If you're only using Kodi for IPTV, and you have a Firestick, an Apple TV, or any Android box, consider switching. IPTV Smarters Pro and TiviMate are easier to set up, easier to use, and they don't require you to fiddle with PVR settings or skin files. Switching takes ten minutes. Most people are happier after. If you're on a Firestick specifically, our Firestick IPTV setup guide walks through the alternative.
What good looks like once it's all set up

You boot the device. Kodi loads. You hit the TV menu, your channel list appears, the EPG shows what's playing now and what's coming up, and you flip to a channel with one click. The picture is sharp, the audio is in sync, and you can browse the guide while a channel plays in the background.
If you've also built out your local media library inside Kodi, you have movies, music, photos, and live TV all in one app. That's the Kodi value proposition. For a power user, it's worth the setup.
For everyone else, the dedicated IPTV apps are the easier answer.
If you run into anything our support team can help with, we're here. For most people, this guide is all you'll need.
*Besoin de la version française ? Lisez Comment utiliser Kodi pour l'IPTV au Canada (Guide 2026).*
Frequently Asked Questions
How do I set up IPTV on Kodi?
Install Kodi from kodi.tv. Open Settings, Add-ons, My Add-ons, PVR Clients, and enable PVR IPTV Simple Client. Click Configure, set the M3U URL to your provider's playlist link, and add the XMLTV URL for the program guide. Save, restart Kodi, then open the TV menu to watch.
Is Kodi the best app for IPTV?
For most viewers in 2026, no. Dedicated IPTV apps like IPTV Smarters Pro, TiviMate, and iPlayTV are easier to set up, handle EPG more cleanly, and don't require learning Kodi's architecture before flipping to a channel. Kodi makes sense if you already use it for your local media library, you're on Linux or Raspberry Pi, or you want a deeply customizable interface.

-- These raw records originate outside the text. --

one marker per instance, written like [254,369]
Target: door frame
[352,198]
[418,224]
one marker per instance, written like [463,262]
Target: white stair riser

What is the PVR IPTV Simple Client?
The PVR IPTV Simple Client is the official Kodi add-on for IPTV. It ships with Kodi but is disabled by default. Once enabled and pointed at your M3U playlist URL (and optionally an XMLTV URL for the program guide), it loads your channel list into Kodi's Live TV menu and lets you watch with proper EPG support.
Should I use Kodi or IPTV Smarters Pro?
Use IPTV Smarters Pro if all you want to do is watch IPTV channels on a Firestick, Apple TV, or Android box. It's purpose-built for that and faster to set up. Use Kodi if you already run it as a media hub for your own movies, music, and photos, and you want IPTV in the same interface. For most people, Smarters Pro is the easier pick.